X = Matrices.solve2r(A,B); X = Matrices.solve2r(A, B, transA=false, isTriangular=false);
This function call returns the solution X of the linear system of equations
X*op(A) = B
with
op(A) = transpose((A)) if transA==true op(A) = (A) if transA==false
If matrix (A) is already lower triangular, the factorization is avoided if input "isTriangular" is set true.
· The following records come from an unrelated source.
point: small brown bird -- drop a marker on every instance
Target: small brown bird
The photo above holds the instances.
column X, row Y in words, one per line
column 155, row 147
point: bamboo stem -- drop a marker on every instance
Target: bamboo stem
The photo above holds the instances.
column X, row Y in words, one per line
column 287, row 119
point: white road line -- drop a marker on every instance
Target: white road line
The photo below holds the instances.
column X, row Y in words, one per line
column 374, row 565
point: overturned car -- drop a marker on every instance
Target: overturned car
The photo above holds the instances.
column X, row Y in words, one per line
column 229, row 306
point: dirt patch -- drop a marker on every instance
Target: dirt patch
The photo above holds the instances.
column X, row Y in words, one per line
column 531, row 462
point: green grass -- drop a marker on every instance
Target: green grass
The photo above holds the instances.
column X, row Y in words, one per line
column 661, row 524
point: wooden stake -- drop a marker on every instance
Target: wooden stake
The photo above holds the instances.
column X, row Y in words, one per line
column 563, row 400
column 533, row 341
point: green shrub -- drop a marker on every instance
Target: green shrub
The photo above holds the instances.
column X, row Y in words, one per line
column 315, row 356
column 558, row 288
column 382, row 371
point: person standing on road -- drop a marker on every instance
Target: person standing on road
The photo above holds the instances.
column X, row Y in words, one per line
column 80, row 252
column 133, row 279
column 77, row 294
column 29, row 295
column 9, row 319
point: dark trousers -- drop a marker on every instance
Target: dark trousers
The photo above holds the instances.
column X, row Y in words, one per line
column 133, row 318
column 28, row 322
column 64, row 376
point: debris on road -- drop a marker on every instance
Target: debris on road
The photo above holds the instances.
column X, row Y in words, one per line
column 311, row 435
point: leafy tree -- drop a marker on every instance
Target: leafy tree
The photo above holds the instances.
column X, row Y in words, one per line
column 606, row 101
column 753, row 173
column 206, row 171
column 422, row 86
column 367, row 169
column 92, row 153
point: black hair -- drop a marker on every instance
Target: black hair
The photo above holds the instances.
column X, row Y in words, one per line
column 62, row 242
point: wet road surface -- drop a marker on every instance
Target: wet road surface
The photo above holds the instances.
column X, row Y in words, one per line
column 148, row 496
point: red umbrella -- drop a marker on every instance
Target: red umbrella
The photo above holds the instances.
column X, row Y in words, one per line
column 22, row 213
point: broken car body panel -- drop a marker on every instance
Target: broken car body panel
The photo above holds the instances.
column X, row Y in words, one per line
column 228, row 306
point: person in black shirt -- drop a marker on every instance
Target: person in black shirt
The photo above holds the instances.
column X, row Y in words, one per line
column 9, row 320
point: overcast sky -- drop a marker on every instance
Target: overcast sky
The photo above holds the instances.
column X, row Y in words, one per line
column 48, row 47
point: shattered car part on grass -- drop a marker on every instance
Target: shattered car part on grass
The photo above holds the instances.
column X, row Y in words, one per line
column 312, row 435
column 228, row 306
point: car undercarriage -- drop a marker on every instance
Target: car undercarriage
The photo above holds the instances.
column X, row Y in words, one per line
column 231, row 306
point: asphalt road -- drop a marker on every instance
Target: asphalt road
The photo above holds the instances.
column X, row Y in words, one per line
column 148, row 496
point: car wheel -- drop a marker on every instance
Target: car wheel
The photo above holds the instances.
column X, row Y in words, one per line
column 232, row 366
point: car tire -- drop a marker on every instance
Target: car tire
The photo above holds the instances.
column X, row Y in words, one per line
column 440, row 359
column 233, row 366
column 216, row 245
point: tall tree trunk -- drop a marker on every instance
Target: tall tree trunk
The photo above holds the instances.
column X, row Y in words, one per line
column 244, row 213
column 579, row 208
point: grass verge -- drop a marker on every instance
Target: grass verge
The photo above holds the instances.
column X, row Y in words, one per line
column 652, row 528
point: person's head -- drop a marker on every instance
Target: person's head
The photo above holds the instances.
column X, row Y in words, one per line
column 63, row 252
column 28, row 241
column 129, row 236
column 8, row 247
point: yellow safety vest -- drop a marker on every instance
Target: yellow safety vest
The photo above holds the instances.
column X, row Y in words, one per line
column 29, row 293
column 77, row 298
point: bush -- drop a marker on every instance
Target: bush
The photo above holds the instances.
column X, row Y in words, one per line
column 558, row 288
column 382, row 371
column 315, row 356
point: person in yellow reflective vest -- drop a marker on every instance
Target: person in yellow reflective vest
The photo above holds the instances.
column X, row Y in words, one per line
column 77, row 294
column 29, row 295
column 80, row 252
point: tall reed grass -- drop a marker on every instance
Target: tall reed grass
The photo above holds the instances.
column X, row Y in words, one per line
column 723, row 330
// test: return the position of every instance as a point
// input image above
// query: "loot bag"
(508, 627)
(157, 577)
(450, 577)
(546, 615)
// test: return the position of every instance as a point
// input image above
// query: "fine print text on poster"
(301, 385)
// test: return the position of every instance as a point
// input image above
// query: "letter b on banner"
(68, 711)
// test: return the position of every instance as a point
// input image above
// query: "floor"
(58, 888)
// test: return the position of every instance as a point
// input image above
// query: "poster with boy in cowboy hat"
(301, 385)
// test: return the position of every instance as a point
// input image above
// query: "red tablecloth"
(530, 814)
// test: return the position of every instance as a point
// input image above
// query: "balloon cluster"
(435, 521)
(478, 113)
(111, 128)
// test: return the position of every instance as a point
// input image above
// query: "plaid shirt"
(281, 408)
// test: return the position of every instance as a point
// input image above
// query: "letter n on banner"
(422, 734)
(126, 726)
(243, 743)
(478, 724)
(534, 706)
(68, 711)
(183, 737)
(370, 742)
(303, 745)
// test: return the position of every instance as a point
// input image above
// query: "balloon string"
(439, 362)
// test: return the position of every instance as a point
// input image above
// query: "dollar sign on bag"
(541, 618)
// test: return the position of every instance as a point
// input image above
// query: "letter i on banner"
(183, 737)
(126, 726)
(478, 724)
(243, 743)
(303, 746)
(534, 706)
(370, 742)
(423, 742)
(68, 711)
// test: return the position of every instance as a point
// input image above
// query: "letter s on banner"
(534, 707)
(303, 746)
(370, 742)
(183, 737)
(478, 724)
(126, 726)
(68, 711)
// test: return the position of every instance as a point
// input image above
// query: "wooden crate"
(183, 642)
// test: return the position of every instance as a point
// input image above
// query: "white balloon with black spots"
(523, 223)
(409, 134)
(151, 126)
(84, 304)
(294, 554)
If a unique solution X does not exist (since A is singular), an exception is raised.
The solution is computed with the LAPACK function "dgesv", i.e., by Gaussian elemination with partial pivoting.
Real A[3,3] = [1,2,3;
3,4,5;
2,1,4];
Real B[2,3] = [10, 22, 12;
20, 44, 24];
Real X[2,3];
algorithm
X := Matrices.solve2r(A, B); /* X = [-34.0, 17.2, 2.4;
-68.0, 34.4, 4.8] */
Matrices.LU, Matrices.LU_solve2
function solve2r extends Modelica.Icons.Function; import Modelica; import Modelica_LinearSystems2; import Modelica_LinearSystems2.Math.Matrices.LAPACK; input Real A[:, size(A, 1)] "Matrix A of X*op(A) = B"; input Real B[:, size(A, 1)] "Matrix B of X*op(A) = B"; input Boolean transA = false "True if op(A)=A', false if op(A)=A"; input Boolean isTriangular = false "True if the A is already lower triangular"; output Real X[size(B, 1), size(B, 2)] = B "Matrix X such that X*op(A) = B"; output Integer info; end solve2r;